In the United States, racial segregation was once justified to protect “whites,” now, with California State University as an example, racial segregation is justified to protect “blacks.” This is not to claim that there is something like “reverse racism” going on. On the contrary, what I want to highlight is the way ideological distortion functions to make the same situation – racial segregation – appear entirely different. Let us compare: first, whites have their own safe spaces (washrooms, classrooms, etc) from blacks to protect them from the invasion of decadence. The softening of the effect of this reality was to claim “separate but equal” status; second, today, blacks are said to have their own safe space to protect them from racism, build solidarity, etc.
If, in the first case, whites had the choice of segregation, then, in the second choice, blacks have the choice for segregation. So, what is the difference? The second choice is all the more racist and ruthless precisely because it shifts the choice onto the blacks for the segregation. Let us take the example that Zizek provides of the “modern” versus the “postmodern” father. The “modern” father orders the child to go to his grandmother. The result is that the child goes to his grandmother but retains an object of excuse, an object of hatred, an object of blame: the father. The way toward freedom is simply to overthrow or kill the father. But the “postmodern” father accepts the child’s choice to go to the grandmother. What is the consequence? If the child chooses to go to the grandmother then the same result is effected. But if the child chooses not to go then he has only to blame himself and live with the consequences: guilt. The “postmodern” father is therefore a much more effective and brutal authoritarian.
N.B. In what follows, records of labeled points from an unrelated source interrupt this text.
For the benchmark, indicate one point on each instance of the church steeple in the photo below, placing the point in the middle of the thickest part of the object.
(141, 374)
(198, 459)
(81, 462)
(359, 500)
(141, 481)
Is this not exactly what we see now playing out on the field of American racial politics? Here we have racial segregation in either case. If blacks do not freely choose to be segregated into their own “safe spaces” then they are nonetheless subjected to intensified racism. So, truthfully, segregation is here not a choice at all. If they choose to be segregated into safe spaces then the result is that they have participated in precisely the sort of racial segregation that American society has been built upon. The choice is therefore not one between segregation or integration – just as, in politics, the choice is not between revolution or reform. The problem runs much deeper than all of this: we must make a choice toward insurrection, that is, toward the uprooting of the racist ideology which exists deep within the unconscious of American civilization. The only way to do that, unfortunately, is to accept that it happened, that we are responsible for it, and that, finally, it won’t be easy to work through toward a solution.